[BioRuby] Developing a VISION

Pjotr Prins pjotr.public14 at thebird.nl
Tue Feb 21 17:31:21 UTC 2012


I guess this is a good moment to work on a VISION for BioRuby. A
VISION may lead to a ROADMAP. See if you like the following...

# BioRuby Vision

Here BioRuby is defined as the wider eco-system of Ruby in bioinformatics.
This includes the BioRuby project, biogems, and external libraries and tools
which can interoperate with Ruby. Note that for Ruby one can equally use
Python or Perl.

## Challenges in Computational Biology

At this point in time a number of challenges in computational biology are
recognised:

1. Big data: bioinformatics software needs to address performance and
   efficiency required for TB analysis
2. Biological analysis: we need to find ways of making analysis software 
   available to users not so proficient in programming software
3. Education: more biologists need to become software engineers, from
   entry level all the way to expert

BioRuby is the natural place to look for a concerted drive in addressing these
challenges, as it has a thriving community, software engineering expertise, and
people working in all three areas of challenge.

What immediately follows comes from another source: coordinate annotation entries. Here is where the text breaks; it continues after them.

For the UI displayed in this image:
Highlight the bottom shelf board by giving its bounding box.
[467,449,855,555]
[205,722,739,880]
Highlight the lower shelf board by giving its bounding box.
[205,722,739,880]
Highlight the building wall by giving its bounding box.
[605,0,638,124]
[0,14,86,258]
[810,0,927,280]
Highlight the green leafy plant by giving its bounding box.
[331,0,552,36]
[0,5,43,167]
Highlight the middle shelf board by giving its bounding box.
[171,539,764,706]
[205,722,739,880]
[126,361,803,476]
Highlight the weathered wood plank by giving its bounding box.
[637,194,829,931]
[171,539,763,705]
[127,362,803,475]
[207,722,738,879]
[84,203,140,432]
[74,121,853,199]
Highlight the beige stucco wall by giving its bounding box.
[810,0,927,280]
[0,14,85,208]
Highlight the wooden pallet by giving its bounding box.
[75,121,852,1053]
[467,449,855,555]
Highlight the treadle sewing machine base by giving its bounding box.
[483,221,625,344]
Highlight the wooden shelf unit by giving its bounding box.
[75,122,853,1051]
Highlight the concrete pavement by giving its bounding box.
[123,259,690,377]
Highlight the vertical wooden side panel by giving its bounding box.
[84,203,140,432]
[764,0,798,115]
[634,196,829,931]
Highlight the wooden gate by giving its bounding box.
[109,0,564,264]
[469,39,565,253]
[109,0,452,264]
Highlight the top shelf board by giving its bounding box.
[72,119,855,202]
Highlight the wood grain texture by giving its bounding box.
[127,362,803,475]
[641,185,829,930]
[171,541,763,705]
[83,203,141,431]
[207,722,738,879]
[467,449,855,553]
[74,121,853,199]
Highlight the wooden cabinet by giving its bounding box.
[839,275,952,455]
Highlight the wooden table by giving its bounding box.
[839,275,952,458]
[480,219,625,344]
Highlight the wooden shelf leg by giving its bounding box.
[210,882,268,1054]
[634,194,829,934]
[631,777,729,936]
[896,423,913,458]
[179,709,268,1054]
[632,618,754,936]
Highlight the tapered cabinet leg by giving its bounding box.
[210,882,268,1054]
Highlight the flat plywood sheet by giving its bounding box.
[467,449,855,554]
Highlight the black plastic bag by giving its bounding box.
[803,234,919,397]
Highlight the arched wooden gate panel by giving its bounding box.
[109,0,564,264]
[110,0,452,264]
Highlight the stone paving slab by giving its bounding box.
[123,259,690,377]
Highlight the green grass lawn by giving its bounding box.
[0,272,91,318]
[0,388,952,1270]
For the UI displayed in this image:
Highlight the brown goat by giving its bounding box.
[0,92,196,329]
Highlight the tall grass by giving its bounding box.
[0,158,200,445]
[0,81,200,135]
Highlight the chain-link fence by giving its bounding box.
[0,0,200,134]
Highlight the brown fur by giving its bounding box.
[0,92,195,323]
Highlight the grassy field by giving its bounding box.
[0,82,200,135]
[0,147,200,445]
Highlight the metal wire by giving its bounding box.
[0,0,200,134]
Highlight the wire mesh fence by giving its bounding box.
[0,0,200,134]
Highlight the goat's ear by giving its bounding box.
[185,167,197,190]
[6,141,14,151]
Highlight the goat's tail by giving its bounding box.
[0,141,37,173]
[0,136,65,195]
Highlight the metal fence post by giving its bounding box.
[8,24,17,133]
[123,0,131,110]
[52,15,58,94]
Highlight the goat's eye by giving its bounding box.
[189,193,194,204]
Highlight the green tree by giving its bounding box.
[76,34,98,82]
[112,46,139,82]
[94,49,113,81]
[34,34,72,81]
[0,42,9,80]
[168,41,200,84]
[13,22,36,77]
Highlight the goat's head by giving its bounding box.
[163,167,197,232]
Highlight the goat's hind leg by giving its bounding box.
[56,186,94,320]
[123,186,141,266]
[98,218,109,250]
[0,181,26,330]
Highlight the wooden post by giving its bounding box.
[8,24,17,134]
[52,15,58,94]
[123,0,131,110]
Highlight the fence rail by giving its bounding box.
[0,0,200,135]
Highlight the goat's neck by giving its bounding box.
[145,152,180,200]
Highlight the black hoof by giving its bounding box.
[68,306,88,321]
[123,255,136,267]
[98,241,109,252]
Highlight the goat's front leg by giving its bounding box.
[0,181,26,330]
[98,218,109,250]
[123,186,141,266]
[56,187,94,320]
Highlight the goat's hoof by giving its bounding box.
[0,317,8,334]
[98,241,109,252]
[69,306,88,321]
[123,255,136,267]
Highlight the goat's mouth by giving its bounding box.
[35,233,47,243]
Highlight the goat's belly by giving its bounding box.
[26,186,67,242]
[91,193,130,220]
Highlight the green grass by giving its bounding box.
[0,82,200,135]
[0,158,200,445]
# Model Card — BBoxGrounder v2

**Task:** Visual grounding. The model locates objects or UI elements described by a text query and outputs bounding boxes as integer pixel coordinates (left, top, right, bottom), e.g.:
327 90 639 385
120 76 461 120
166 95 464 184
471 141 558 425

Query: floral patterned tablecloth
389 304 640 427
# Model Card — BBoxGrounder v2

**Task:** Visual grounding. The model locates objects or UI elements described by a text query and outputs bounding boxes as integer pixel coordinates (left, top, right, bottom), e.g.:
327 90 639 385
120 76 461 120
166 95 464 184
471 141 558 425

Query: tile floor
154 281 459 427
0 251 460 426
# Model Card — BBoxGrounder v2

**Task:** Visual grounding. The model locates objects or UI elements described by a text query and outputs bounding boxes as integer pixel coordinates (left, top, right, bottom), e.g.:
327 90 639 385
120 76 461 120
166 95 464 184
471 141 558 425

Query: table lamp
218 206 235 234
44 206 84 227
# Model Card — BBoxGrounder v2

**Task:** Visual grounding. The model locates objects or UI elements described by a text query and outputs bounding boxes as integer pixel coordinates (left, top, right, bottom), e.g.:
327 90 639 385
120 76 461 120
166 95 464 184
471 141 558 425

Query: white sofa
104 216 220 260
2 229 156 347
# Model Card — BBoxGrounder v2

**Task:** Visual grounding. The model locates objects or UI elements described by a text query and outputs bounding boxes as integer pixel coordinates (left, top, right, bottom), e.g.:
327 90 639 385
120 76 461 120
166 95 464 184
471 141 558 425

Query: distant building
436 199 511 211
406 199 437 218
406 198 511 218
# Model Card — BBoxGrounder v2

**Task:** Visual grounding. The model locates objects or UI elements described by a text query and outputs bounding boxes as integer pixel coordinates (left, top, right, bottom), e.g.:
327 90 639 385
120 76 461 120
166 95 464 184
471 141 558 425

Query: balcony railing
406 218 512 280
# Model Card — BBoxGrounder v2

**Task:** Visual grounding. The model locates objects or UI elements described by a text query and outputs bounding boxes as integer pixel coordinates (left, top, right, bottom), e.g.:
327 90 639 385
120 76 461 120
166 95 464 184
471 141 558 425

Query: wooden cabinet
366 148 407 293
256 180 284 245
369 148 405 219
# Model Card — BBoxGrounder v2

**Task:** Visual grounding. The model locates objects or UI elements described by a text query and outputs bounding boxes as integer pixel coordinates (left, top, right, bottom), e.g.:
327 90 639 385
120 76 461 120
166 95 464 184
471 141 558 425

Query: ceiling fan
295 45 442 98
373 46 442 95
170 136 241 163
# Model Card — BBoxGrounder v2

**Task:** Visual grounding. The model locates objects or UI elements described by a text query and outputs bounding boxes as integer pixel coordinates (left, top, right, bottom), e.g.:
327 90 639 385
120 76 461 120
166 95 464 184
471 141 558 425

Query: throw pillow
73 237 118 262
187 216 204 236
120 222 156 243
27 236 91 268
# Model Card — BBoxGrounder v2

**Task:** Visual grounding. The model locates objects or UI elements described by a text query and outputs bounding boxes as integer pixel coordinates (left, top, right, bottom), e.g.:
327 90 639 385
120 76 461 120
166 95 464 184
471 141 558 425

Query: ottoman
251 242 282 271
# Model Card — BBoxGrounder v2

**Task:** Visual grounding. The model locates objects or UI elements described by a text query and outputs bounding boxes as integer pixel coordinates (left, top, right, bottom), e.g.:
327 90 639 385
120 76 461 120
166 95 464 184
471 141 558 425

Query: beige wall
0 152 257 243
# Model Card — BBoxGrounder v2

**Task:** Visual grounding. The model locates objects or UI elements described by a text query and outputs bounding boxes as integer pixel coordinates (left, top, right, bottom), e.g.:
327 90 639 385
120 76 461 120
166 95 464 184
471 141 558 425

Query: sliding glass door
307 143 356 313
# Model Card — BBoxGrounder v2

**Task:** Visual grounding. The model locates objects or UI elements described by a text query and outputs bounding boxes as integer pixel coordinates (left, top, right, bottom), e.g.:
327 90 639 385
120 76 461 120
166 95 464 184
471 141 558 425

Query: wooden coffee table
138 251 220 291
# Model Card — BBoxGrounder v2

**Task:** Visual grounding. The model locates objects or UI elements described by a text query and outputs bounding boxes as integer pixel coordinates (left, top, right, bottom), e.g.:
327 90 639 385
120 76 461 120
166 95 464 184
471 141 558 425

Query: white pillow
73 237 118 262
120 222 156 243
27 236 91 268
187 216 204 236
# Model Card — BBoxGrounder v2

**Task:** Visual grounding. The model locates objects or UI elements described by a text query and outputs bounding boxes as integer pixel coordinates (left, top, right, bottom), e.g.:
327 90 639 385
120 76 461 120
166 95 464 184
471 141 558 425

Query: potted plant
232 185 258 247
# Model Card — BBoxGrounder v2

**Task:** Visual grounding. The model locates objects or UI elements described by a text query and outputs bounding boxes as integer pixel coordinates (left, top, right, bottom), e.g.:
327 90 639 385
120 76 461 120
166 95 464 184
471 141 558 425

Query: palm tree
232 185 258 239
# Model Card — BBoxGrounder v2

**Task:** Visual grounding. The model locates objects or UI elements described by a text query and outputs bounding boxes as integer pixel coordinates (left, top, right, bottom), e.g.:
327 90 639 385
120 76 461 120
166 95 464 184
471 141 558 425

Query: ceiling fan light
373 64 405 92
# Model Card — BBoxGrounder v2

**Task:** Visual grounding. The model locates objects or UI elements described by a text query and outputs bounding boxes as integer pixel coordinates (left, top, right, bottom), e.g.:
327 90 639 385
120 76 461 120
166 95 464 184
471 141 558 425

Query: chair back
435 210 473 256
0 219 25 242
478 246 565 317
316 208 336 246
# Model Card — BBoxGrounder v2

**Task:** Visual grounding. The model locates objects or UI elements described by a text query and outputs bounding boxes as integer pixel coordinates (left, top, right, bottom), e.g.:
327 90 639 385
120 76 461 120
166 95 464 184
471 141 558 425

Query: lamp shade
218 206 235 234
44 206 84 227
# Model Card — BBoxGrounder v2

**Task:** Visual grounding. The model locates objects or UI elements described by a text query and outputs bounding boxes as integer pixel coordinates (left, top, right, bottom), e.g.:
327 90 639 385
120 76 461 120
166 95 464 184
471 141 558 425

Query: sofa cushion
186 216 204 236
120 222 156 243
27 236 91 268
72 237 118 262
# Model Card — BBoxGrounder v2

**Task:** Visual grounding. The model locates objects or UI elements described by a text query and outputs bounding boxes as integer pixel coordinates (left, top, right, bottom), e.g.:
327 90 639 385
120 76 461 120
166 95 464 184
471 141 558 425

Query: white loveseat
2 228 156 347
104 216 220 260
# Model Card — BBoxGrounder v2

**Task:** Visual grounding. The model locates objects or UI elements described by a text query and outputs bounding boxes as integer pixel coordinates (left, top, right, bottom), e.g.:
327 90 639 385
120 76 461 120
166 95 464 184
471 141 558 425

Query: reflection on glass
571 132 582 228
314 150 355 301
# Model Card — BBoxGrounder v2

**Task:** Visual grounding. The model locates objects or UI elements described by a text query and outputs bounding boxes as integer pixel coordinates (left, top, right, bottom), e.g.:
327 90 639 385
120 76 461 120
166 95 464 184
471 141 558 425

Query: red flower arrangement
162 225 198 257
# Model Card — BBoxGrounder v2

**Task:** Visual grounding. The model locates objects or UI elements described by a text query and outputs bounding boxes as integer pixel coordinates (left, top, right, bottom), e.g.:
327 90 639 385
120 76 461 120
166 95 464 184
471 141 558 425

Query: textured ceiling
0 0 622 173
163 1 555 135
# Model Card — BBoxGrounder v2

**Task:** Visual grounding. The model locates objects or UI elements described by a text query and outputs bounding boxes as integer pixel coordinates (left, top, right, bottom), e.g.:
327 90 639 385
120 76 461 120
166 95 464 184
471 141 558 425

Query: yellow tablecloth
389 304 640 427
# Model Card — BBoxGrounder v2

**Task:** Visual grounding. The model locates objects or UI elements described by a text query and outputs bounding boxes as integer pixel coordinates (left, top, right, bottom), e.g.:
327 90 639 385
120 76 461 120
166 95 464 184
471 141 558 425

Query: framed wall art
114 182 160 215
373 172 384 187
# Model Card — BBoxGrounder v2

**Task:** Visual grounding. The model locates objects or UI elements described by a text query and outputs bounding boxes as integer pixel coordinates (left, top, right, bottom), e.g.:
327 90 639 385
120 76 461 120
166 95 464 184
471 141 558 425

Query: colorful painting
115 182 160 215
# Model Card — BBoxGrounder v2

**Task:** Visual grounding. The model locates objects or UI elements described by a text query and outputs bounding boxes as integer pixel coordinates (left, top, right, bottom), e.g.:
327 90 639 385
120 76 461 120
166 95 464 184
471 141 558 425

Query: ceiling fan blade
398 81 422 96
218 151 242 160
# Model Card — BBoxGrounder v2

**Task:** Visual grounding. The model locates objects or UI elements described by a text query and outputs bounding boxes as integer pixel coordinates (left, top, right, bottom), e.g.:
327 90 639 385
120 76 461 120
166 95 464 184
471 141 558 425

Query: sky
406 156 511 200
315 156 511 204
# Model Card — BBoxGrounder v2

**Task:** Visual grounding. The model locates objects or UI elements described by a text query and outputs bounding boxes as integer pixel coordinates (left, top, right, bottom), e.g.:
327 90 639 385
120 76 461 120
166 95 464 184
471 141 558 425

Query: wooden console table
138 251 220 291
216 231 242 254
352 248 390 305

## Vision statement: BioRuby should focus on inexperienced developers

Experienced people tend to be very busy in their jobs. Experienced developers
do not scale that well. Young people are less experienced, but have the time
and energy to make a difference.  Experienced developers were once
inexperienced too. This leads to a natural conclusion that BioRuby should focus
on inexperienced developers. 

Realisation:

We need to find ways of making BioRuby cool (something RoR handles very well),
we need to have young people engage with us, we need to pull them into BioRuby
with a good web presence. Talented developers like challenges, so we should set
challenges and make sure there is the proper guidance. Questions on the mailing
list should be rapidly responded to, always in a positive fashion. Rapidly
means within hours, not within days. The IRC channel should be monitored at all
time. GSoC is an almost free way of attracting talent, and deserves the effort
of mentoring GSoC students.

## Vision statement: BioRuby aims for distributed development

Distributed development puts power into the hands of developers, and makes sure
they get the credits. Dependencies are clear, and modules are easily replaced
and upgraded.

Realisation: 

We have Biogem, which is a powerful tool in making distributed
development possible. Anyone can create a biogem. The current BioRuby
source base, meanwhile, is bloated, and confusing to newcomers. The
code base needs to be reduced, and modules have to be moved into
biogems. These biogems may gain new ownership, or may disappear over
time. RoR shows the way of reducing complexity, and striving for
logical organisation of pluggable modules. External dependencies, such
as FFI, need to be implemented in independent biogems. We will have
biogems for the JVM and native Ruby. The core BioRuby gem itself
should be platform independent.

more to come...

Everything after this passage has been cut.